Ay lads. Smee, Patrick Cobbs. I'm luvin' the way these two foickin' feckholes wrote their posts today without truly acknowledging yours truly and the total arse-kicking I laid on them langer suckin' Raiders yesterdee. Thirty nine total yards and a foickin' touchdown's all I did! Nah, just totally ignore me, why don't ya. Ya foickin' gobshites. Sweet jaysus on the foickin' cross. Would it kill ya ta let peole knoo that me 10 yard touchdown run was what put us atop o' those foickin' Oakland geebags? Without me, there's no win. Ya foickin' flute playin' dingleberries!
Nah. Just go on talkin 'bout all the other players! Why should a leprechaun like me get any glory? I'm a foickin' wopper, I am. This team be foickin' banjaxed without ol' Patrick Cobbs.

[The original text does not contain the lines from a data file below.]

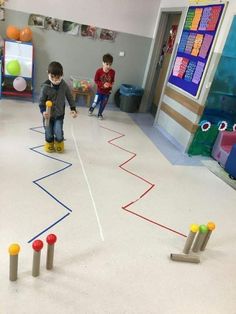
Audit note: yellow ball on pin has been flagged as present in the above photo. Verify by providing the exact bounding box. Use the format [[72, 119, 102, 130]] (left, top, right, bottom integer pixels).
[[46, 100, 52, 107]]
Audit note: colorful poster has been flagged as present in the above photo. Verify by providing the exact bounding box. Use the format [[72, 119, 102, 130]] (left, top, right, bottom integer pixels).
[[169, 4, 224, 96]]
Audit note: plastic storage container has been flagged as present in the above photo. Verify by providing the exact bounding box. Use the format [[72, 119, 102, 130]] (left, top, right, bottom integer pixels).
[[120, 84, 144, 112]]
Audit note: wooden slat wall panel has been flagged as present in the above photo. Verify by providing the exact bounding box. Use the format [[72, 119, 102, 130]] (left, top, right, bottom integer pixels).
[[165, 86, 204, 116], [161, 102, 198, 133]]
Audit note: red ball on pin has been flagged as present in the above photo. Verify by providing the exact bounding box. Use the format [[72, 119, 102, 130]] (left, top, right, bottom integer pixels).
[[32, 240, 43, 252], [46, 233, 57, 245]]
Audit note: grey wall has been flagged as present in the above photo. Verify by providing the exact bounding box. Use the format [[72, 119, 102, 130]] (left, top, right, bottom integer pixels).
[[0, 10, 151, 100]]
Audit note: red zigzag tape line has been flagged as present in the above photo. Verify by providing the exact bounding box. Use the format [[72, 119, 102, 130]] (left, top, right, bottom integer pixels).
[[101, 126, 187, 237]]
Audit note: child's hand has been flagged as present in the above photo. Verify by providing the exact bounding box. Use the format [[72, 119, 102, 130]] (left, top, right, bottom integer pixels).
[[70, 110, 77, 118], [43, 111, 49, 119], [103, 82, 112, 88]]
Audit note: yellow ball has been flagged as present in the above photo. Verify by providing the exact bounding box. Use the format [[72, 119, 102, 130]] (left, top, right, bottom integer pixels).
[[207, 221, 216, 231], [8, 243, 20, 255], [190, 224, 199, 233], [46, 100, 52, 107]]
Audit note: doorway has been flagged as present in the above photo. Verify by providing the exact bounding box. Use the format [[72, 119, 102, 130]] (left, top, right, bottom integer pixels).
[[151, 13, 181, 117], [139, 7, 186, 118]]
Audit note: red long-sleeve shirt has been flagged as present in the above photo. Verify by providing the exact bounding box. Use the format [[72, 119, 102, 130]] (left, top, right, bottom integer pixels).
[[94, 68, 115, 95]]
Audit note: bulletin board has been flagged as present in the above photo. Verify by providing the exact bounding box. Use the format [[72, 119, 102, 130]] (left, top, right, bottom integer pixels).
[[169, 4, 225, 98], [4, 40, 33, 78]]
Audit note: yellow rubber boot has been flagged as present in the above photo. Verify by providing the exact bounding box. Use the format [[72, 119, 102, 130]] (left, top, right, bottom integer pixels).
[[55, 141, 64, 153], [44, 142, 55, 153]]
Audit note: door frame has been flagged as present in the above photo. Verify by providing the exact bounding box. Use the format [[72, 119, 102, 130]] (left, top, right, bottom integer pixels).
[[139, 7, 188, 115]]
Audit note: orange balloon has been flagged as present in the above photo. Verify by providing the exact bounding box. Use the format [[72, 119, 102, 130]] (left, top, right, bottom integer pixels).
[[20, 26, 33, 41], [6, 25, 20, 40]]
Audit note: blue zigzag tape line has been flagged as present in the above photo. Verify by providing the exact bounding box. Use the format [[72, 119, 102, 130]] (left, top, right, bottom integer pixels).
[[28, 126, 72, 243]]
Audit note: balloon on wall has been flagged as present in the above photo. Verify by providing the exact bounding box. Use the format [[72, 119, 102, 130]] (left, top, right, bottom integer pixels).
[[6, 25, 20, 40], [6, 60, 21, 76], [13, 76, 27, 92], [20, 26, 33, 41]]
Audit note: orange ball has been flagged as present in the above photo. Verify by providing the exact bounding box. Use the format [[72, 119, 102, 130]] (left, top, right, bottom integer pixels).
[[20, 26, 33, 41], [6, 25, 20, 40]]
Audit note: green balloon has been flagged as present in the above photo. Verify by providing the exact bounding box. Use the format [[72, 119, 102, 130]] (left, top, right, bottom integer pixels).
[[7, 60, 21, 76]]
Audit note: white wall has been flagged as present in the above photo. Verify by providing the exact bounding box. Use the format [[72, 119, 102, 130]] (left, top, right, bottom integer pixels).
[[6, 0, 160, 38]]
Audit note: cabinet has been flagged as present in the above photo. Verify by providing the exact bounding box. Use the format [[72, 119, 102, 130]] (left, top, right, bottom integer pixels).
[[1, 40, 34, 101]]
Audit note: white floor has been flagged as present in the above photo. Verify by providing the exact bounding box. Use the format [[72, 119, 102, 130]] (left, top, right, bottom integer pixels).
[[0, 99, 236, 314]]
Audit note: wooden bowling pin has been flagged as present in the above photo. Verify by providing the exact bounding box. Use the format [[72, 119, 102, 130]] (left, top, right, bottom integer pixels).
[[32, 240, 43, 277], [46, 234, 57, 270], [8, 243, 20, 281]]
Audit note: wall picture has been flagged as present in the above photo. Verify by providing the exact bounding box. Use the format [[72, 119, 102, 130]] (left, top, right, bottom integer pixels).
[[62, 21, 79, 35], [100, 28, 116, 41], [44, 16, 63, 32], [81, 25, 97, 39], [28, 14, 45, 28], [169, 4, 224, 97]]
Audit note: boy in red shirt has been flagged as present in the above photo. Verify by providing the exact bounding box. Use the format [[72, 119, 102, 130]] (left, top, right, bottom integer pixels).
[[89, 53, 115, 120]]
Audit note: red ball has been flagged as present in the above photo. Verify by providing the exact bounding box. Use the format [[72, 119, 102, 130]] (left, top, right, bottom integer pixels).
[[32, 240, 43, 252], [46, 233, 57, 245]]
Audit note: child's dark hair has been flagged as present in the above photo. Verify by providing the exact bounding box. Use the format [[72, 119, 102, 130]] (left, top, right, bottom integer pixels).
[[48, 61, 63, 76], [102, 53, 113, 64]]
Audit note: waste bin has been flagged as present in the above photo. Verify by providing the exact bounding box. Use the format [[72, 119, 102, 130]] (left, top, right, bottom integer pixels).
[[120, 84, 143, 112]]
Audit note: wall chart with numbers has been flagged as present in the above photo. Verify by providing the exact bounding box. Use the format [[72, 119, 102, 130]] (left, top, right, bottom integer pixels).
[[169, 4, 224, 97]]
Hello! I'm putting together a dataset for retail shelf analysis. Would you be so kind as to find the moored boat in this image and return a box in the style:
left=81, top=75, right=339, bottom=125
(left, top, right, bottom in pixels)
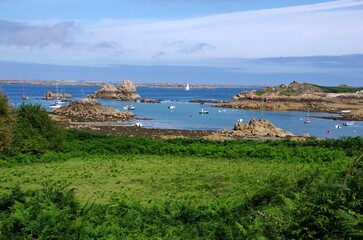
left=199, top=109, right=209, bottom=114
left=343, top=122, right=354, bottom=127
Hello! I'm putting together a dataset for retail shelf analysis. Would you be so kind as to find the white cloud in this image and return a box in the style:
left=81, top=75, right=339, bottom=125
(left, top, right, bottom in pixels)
left=0, top=0, right=363, bottom=65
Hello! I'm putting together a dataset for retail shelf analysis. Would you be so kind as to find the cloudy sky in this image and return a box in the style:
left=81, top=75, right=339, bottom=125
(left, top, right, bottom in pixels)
left=0, top=0, right=363, bottom=86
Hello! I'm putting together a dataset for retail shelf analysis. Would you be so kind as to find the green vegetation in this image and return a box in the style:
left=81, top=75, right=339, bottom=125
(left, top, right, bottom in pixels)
left=0, top=93, right=363, bottom=239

But ya jus' keep on wroitin' 'bout Teddy Ginn, that foickin' knobjockey. And ya jus' keep on wroitin' 'bout that foickin' fannyball lookin' Chad Pennington. I'll jus' keep on doin' me thing. Mainly giving the other team a good clatter in the clackers and a mug o' warm badger's milk til they drop their cosbies.
Ya bombay shitehawks! The both of yas!